Event summary combining transcript, slides, and related documents.

Logotype for The Real Brokerage Inc

Q1 2026 earnings summary

12 May, 2026

Executive summary

  • Revenue reached $466 million in Q1 2026, up 32% year-over-year, with strong agent and transaction growth despite a soft housing market.

  • Adjusted EBITDA rose 80% to $14.9 million, and operating loss improved by $1.8 million to $3.4 million.

  • Agent count grew to over 33,900 by early May, with nearly 42,000 transactions closed, both up 25% year-over-year.

  • Announced a definitive agreement to acquire RE/MAX Holdings, aiming to combine technology and brand strength and form Real REMAX Group.

  • Gross market value for the last twelve months was $78.6B, with a median home sale price of $385,000.

Financial highlights

  • Gross profit increased 24% to $42.2 million; gross margin was 9.1%.

  • Operating expenses rose 17% to $45.6 million, but as a percentage of revenue, improved to 9.8% from 11.1%.

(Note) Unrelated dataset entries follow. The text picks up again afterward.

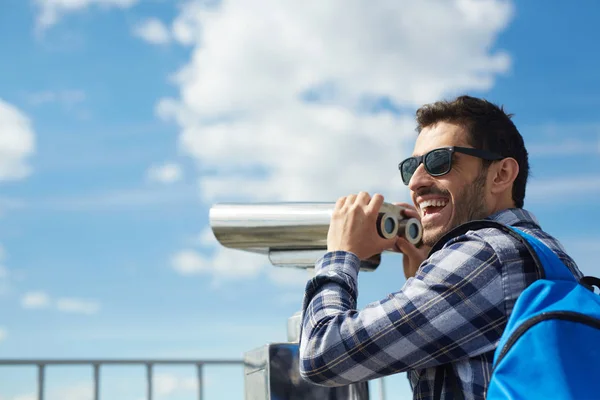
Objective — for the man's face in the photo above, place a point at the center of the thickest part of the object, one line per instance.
(444, 202)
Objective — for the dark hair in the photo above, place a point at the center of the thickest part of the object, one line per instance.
(489, 128)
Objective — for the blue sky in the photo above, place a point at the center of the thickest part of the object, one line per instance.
(122, 121)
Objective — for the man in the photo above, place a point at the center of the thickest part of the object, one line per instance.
(469, 163)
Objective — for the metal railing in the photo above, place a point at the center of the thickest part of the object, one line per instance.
(148, 363)
(97, 364)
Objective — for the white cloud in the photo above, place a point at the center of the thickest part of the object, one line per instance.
(165, 173)
(288, 276)
(153, 31)
(224, 263)
(188, 262)
(553, 190)
(66, 97)
(35, 300)
(50, 11)
(168, 384)
(17, 143)
(77, 391)
(242, 110)
(78, 306)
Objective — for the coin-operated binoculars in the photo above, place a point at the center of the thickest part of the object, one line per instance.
(294, 235)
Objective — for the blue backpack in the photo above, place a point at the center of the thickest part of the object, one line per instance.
(550, 348)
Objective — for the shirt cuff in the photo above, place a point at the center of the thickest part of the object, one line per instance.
(338, 261)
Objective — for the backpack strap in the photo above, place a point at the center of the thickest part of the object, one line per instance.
(442, 373)
(547, 262)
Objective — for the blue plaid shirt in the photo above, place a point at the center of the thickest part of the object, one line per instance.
(453, 311)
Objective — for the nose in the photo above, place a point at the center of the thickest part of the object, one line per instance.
(420, 179)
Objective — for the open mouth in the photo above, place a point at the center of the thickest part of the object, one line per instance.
(432, 207)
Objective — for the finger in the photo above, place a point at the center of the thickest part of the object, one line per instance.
(340, 203)
(376, 202)
(363, 198)
(410, 213)
(350, 200)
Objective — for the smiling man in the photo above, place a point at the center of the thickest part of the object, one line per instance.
(442, 327)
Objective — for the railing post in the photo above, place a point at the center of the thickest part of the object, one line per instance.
(149, 380)
(381, 389)
(200, 382)
(96, 381)
(41, 372)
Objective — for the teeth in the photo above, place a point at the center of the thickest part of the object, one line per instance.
(433, 203)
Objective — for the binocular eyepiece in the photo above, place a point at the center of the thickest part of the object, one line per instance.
(391, 223)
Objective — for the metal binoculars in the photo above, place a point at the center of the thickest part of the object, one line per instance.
(295, 234)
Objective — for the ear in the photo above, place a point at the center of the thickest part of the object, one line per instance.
(504, 173)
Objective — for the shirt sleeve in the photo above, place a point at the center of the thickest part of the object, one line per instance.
(452, 309)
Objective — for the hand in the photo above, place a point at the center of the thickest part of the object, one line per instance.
(413, 256)
(353, 226)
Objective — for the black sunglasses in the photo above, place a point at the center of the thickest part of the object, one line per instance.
(438, 162)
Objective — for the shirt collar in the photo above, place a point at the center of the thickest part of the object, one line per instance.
(515, 217)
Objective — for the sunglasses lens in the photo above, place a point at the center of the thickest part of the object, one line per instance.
(407, 169)
(438, 162)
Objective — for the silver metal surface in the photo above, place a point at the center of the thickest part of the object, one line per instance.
(294, 234)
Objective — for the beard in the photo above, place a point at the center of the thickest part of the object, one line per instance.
(469, 206)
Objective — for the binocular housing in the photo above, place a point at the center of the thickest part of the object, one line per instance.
(295, 234)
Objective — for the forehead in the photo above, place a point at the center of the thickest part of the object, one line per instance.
(440, 135)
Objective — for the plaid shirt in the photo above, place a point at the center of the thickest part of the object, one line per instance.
(453, 311)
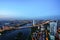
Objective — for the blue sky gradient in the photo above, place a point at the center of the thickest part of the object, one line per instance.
(29, 8)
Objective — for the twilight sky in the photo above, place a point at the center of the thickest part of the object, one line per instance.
(29, 8)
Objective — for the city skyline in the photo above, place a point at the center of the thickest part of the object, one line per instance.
(29, 9)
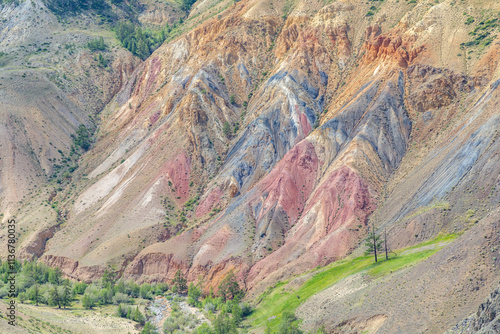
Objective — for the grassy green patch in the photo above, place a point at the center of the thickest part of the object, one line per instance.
(280, 298)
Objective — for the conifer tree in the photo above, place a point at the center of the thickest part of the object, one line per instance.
(373, 243)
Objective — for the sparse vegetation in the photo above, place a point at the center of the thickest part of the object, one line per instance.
(275, 301)
(97, 44)
(138, 41)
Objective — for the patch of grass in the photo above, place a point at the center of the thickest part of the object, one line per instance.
(280, 298)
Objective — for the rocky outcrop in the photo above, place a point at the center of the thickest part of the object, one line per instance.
(486, 320)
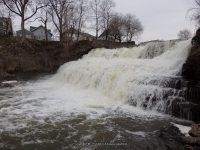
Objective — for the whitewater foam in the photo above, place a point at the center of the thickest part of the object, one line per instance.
(103, 82)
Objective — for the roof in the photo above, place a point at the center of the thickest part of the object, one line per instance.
(26, 31)
(5, 19)
(32, 29)
(75, 31)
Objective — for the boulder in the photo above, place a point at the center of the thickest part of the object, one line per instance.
(195, 131)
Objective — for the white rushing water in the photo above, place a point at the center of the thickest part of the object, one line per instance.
(125, 74)
(102, 81)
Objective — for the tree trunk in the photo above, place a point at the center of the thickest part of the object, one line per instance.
(46, 32)
(61, 31)
(23, 30)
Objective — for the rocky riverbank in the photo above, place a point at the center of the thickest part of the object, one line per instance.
(189, 106)
(43, 57)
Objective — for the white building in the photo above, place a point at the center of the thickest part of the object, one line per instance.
(37, 33)
(72, 34)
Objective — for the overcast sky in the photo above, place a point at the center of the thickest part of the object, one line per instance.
(162, 19)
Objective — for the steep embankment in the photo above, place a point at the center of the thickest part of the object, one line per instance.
(37, 56)
(191, 82)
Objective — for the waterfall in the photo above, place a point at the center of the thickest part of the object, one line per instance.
(144, 76)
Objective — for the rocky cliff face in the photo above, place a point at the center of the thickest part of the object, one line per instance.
(189, 106)
(43, 57)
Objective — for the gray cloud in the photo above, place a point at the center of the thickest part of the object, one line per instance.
(162, 19)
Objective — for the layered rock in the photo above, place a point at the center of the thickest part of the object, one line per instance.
(43, 57)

  • Cash flow from operations was $23.3 million; unrestricted cash and investments reached $62.9 million with no debt.

  • LTM revenue as of Q1 2026 was $2.1B; LTM adjusted EBITDA was $70M.

  • Ancillary revenue grew 34% to $3 million, with Real Wallet revenue up nearly 250% year-over-year.

Outlook and guidance

  • Q2 revenue expected to improve sequentially, following normal seasonal housing patterns.

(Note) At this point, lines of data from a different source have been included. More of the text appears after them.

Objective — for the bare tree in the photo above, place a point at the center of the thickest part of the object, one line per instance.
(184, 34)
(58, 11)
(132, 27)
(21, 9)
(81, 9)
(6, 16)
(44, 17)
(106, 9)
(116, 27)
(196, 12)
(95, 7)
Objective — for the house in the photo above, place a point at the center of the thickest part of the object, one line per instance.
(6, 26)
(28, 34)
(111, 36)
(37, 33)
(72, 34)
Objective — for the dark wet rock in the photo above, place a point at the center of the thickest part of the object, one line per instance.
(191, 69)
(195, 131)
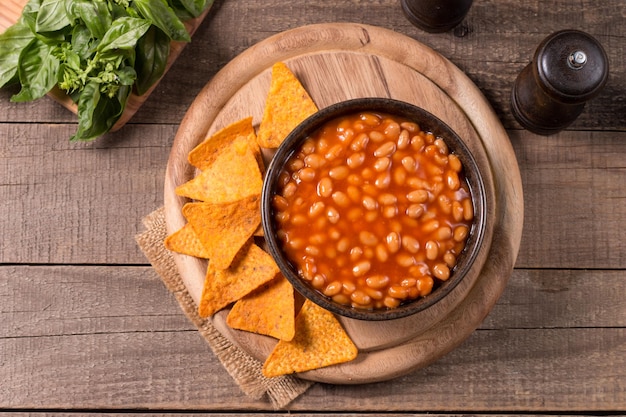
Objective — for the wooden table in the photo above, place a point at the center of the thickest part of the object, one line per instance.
(87, 326)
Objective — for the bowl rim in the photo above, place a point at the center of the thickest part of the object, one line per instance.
(427, 121)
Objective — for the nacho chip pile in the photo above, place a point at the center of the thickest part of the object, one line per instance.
(223, 226)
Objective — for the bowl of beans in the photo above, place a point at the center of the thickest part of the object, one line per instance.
(374, 209)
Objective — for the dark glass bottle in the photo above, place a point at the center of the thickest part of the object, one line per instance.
(569, 68)
(436, 15)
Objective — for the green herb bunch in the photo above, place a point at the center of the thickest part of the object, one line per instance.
(96, 51)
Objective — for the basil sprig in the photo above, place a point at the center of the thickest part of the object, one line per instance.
(96, 51)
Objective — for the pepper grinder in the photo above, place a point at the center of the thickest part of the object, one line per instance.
(436, 16)
(568, 69)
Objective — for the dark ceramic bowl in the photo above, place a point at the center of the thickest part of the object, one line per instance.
(427, 122)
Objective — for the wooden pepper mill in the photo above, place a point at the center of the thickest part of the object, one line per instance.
(436, 15)
(568, 69)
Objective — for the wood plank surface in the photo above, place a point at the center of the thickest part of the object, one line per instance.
(87, 327)
(112, 337)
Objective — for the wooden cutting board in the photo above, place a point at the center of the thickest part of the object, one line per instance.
(335, 62)
(10, 13)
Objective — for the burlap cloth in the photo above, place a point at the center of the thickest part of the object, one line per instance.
(245, 370)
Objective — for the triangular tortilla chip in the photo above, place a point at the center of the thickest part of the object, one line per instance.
(203, 155)
(319, 341)
(287, 105)
(270, 310)
(186, 241)
(224, 228)
(231, 177)
(251, 268)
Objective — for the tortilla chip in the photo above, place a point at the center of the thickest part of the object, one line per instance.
(251, 268)
(270, 310)
(186, 241)
(287, 104)
(319, 341)
(223, 228)
(203, 155)
(231, 177)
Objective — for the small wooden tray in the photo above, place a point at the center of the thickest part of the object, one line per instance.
(337, 62)
(11, 11)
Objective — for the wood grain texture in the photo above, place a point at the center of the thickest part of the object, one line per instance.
(110, 340)
(112, 337)
(338, 62)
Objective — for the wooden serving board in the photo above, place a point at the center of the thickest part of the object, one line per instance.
(336, 62)
(10, 13)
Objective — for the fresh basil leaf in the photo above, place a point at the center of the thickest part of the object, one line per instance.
(196, 7)
(12, 41)
(123, 34)
(163, 17)
(97, 113)
(95, 14)
(38, 71)
(52, 16)
(82, 42)
(153, 50)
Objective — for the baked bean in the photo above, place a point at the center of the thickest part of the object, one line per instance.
(386, 149)
(370, 119)
(368, 238)
(340, 172)
(341, 199)
(432, 250)
(445, 204)
(356, 253)
(418, 196)
(360, 142)
(460, 233)
(452, 180)
(381, 253)
(325, 187)
(389, 212)
(404, 140)
(378, 202)
(392, 130)
(333, 215)
(370, 203)
(334, 152)
(354, 194)
(454, 163)
(361, 268)
(393, 242)
(376, 136)
(333, 288)
(318, 281)
(383, 180)
(443, 233)
(399, 176)
(468, 209)
(356, 160)
(382, 164)
(374, 294)
(415, 210)
(360, 297)
(457, 211)
(441, 271)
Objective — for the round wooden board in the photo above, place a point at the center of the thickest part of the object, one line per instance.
(335, 62)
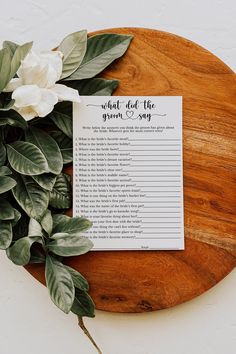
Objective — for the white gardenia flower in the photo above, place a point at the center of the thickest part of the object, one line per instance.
(35, 90)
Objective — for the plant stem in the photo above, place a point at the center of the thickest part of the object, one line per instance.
(86, 332)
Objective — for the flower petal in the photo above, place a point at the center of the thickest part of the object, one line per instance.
(65, 93)
(27, 95)
(27, 113)
(13, 84)
(42, 70)
(47, 102)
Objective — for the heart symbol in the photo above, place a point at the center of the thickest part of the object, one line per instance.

  • Gross margin anticipated to decline through the year as more agents reach commission caps.

  • Q2 operating expenses will rise due to RE/MAX acquisition-related costs, disclosed as non-recurring items.

  • Management expects the REMAX acquisition to create significant value for agents, franchisees, consumers, and shareholders.

  • Focus remains on disciplined cost management and adjusted EBITDA improvement.